# Hill climbing



## magnatom (8 Jul 2009)

As I am starting to get more and more into this road cycling malarky, I want to improve my hill climbing. The bit I would specifically want to improve is my out of saddle climbing. I've got quite strong quads, but obviously not tuned for cycling as I find I can only really stand of the seat and pump my legs hard for 30 seconds max. What is the best exercise to improve this? I assume squats would help, but what would be better, shallow or deep squats (I assume shallow as your legs don't bend too far.

Obviously I need to do more out of the seat climbing on the bike, but any other exercises would help!


----------



## I am Spartacus (8 Jul 2009)

magnatom said:


> other exercises would help!



Simple..just more hills.. learn to pull up so that you feel from calf, hams and backside if you want a little more to 'it'


----------



## magnatom (8 Jul 2009)

I am Spartacus said:


> Simple..just more hills.. learn to pull up so that you feel from calf, hams and backside if you want a little more to 'it'




Oh aye, I'll be doing more of those!  Just wondered if there was something that could supplement it.


----------



## I am Spartacus (8 Jul 2009)

to be honest.. no.. a hour in the gym doing squats isnt going to make you any quicker uphill.... strength mind and power on the hill is tho'

find a frightening incline.. over 25% and do it in minimum 39/26 to start with


----------



## magnatom (8 Jul 2009)

Is that average incline or maximum!  Some of the nearby hills certainly have gradients up to 20% (I'm sure Tak Ma Doon must be 20% in places). Anyone know any 25% gradients near Glasgow?

I've actually changed my cycling style on my commute. Instead of sitting in the saddle on the short climbs I am standing up and trying to power up them. It is making for much faster commute times!


----------



## MacB (8 Jul 2009)

cycle everywhere single speed for a while, choose a gear you can just about do and up it as you get better. 300 miles of this saw me going from only managing about 30 seconds out of the saddle to being able to do 6-7 minutes when required. You'll be surprised the hills you can get up.


----------



## I am Spartacus (8 Jul 2009)

you'll be pushed to find a constant 25%er over say a few hundred metres or whatever.. but thats NOT the point here.. actually what you mention.. accelerating HARD up any hill (shortish) and THEN keep acceleration ON by flicking up 1 or 2 gears for another 100 metres..... excellent training.. suggest you recover for 4/5 minutes tho


----------



## magnatom (8 Jul 2009)

Mac Bludgeon, I have thought about getting a fixie or a single speed for my commutes for winter commuting. The only thing holding me back is the fact I have had knee problems in the past (3 right knee ops for old judo injury). I'm just a little concerned this type of riding might not be good for the knee, although I have found cycling in general has been good for it.

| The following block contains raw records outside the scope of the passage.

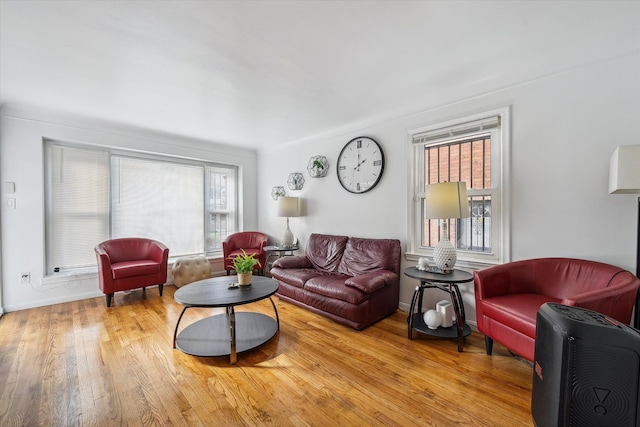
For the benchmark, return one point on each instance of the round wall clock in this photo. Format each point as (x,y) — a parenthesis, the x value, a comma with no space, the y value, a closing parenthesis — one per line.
(360,165)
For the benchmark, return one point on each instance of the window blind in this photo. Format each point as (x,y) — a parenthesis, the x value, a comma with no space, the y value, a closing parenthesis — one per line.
(457,131)
(78,206)
(159,200)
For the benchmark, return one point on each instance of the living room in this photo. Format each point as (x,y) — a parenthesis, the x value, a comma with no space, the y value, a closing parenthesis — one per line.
(566,73)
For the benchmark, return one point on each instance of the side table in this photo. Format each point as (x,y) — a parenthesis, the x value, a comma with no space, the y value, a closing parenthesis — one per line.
(279,251)
(447,283)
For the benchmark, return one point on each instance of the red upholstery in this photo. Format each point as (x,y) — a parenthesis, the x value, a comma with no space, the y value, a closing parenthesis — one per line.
(253,243)
(508,296)
(351,280)
(131,263)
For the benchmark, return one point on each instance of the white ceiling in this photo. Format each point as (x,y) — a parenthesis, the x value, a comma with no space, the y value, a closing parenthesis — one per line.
(263,73)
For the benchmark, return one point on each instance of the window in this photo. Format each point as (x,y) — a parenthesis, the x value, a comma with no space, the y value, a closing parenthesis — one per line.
(472,150)
(97,194)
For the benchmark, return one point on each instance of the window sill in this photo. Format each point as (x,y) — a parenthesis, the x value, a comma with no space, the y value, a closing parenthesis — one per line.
(65,276)
(461,263)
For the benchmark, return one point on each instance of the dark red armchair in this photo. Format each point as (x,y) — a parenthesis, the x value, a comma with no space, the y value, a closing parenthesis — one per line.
(508,296)
(131,263)
(253,243)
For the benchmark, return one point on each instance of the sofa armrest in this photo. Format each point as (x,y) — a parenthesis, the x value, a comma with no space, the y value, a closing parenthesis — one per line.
(372,281)
(296,261)
(614,301)
(504,279)
(159,252)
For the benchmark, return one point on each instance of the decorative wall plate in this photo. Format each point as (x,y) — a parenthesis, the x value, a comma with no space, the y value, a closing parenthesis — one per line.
(318,167)
(277,191)
(295,181)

IAS, yes I'll keep up the short hill sprints, obviously taking into account traffic conditions etc!


----------



## MacB (8 Jul 2009)

definitely watch the knees but the joy of doing it on your geared bike is that you have the option to use the gears when tired etc. If you get a set SS or Fixed then you either ride it out or push. As mentioned I did my commute, some local loops, the Mannigtree ride(totalled 115 miles for the day). Then the night ride to Brighton, I cycled from home to HPC and all the way to Turners hill before I finally had to give in and change gears, that hill could have broken either me or the bike. 

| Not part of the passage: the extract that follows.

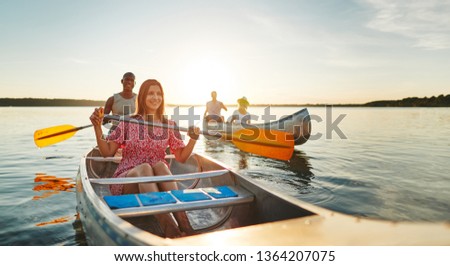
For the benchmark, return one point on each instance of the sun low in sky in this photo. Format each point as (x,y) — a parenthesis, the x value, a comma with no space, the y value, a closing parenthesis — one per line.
(272,52)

But we're not talking about taking on silly hills in one gear here, merely improving your out of the saddle stamina and style. Just doing your usual commutes in one gear will give you plenty of time out of the saddle and also plenty of spinning as well.


----------



## magnatom (8 Jul 2009)

Problem is, I'd probably not want to run just one gear on my good bike. Replacing an ultegra cassette might cost a few quid! 

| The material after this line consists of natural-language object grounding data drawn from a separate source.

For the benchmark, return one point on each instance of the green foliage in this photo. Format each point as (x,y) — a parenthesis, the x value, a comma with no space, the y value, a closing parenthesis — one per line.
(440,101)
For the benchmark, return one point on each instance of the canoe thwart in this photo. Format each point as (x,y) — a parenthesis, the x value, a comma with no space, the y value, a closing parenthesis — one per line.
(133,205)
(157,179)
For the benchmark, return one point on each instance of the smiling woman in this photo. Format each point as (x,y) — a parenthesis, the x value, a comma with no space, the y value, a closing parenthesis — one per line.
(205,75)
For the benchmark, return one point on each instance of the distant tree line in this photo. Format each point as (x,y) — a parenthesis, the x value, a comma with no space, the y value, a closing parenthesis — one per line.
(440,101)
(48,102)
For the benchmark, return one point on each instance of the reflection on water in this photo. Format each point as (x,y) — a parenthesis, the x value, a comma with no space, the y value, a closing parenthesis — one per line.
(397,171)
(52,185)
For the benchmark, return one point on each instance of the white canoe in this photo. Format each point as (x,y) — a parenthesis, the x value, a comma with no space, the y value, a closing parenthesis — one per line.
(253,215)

My LBS said they could probably do me a single speed/fixie for about £100. I am tempted to do this to get me through the winter. My knee feels good even when I grind a bit. Mmmm.


----------



## HLaB (8 Jul 2009)

magnatom said:


> Is that average incline or maximum!  Some of the nearby hills certainly have gradients up to 20% (I'm sure Tak Ma Doon must be 20% in places). Anyone know any 25% gradients near Glasgow?
> 
> I've actually changed my cycling style on my commute. Instead of sitting in the saddle on the short climbs I am standing up and trying to power up them. It is making for much faster commute times!


The Tak Ma Doon is only 17.5% at steepest. Back to your original Q, I think practice is the only way.


----------



## magnatom (8 Jul 2009)

HLaB said:


> The Tak Ma Doon is only 17.5% at steepest. Back to your original Q, I think practice is the only way.




So you say, but I think your GPS is averaging out some of the hills too much!


----------



## jimboalee (8 Jul 2009)

Fill up a backpack with 20kg or so and find a downward escalator that no-one else uses.


----------



## levad (8 Jul 2009)

The man wants a fixie ... no amount of other suggestions is going to change his mind. I am in the same boat about going up hills better, everybody says lose weight and practise. I lost over 1/2 Kg off the bike by changing from 700x28 touring tyres and tubes to 700x25 Gatorskins. I only did this last Saturday, today was my first commute this week after a sportive on Sunday and I got up the steepest hill coming home 1.5 to 2mph quicker!


----------



## Sittingduck (8 Jul 2009)

Magnatom

If your LBS can sort one out for you for 100 quid, might aswell give it a go 
I'd be tempted to ask for a flip flop hub with options of 2 gear lengths that you can select as required. Something early 60's one side and upper 60's on the other, maybe 

SD


----------



## HLaB (8 Jul 2009)

magnatom said:


> Anyone know any 25% gradients near Glasgow?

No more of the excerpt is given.